OpenCloudOS-Kernel/drivers
Alexey Bogoslavsky ebd8a93aa4 nvme: extend and modify the APST configuration algorithm
The algorithm that was used until now for building the APST configuration
table has been found to produce entries with excessively long ITPT
(idle time prior to transition) for devices declaring relatively long
entry and exit latencies for non-operational power states. This leads
to unnecessary waste of power and, as a result, failure to pass
mandatory power consumption tests on Chromebook platforms.

The new algorithm is based on two predefined ITPT values and two
predefined latency tolerances. Based on these values, as well as on
exit and entry latencies reported by the device, the algorithm looks
for up to 2 suitable non-operational power states to use as primary
and secondary APST transition targets. The predefined values are
supplied to the nvme driver as module parameters:

 - apst_primary_timeout_ms (default: 100)
 - apst_secondary_timeout_ms (default: 2000)
 - apst_primary_latency_tol_us (default: 15000)
 - apst_secondary_latency_tol_us (default: 100000)
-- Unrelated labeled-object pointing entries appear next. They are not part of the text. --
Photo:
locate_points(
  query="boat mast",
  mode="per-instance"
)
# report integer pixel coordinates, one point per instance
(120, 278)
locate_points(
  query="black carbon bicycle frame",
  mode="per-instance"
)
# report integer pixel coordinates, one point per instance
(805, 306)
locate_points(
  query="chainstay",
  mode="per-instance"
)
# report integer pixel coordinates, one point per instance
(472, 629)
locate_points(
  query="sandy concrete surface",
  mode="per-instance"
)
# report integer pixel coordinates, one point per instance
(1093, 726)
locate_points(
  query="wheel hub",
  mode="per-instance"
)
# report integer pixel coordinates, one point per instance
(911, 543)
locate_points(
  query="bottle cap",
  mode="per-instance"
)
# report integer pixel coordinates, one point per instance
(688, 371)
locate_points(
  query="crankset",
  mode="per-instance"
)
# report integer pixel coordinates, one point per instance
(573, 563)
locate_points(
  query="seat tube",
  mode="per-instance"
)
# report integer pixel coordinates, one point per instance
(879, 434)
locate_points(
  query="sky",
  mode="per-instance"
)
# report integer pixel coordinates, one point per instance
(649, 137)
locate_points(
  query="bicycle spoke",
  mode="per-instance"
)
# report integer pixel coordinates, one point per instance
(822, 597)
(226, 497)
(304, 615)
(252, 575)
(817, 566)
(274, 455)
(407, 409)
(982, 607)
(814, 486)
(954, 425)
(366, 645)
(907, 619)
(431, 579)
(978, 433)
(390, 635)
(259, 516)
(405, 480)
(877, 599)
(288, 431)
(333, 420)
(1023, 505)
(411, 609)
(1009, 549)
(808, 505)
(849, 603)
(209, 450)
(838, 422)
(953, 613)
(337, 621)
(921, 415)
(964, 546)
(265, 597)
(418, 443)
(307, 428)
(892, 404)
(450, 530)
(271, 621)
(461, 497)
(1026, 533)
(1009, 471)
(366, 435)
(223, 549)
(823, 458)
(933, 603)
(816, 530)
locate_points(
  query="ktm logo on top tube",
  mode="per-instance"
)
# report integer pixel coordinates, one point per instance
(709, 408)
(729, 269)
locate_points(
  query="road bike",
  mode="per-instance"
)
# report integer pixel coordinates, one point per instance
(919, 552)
The algorithm echoes the approach used by Intel's and Microsoft's drivers
on Windows. The specific default parameter values are also based on those
drivers. Yet, this patch doesn't introduce the ability to dynamically
regenerate the APST table in the event of switching the power source from
AC to battery and back. Adding this functionality may be considered in the
future. In the meantime, the timeouts and tolerances reflect a compromise
between values used by Microsoft for AC and battery scenarios.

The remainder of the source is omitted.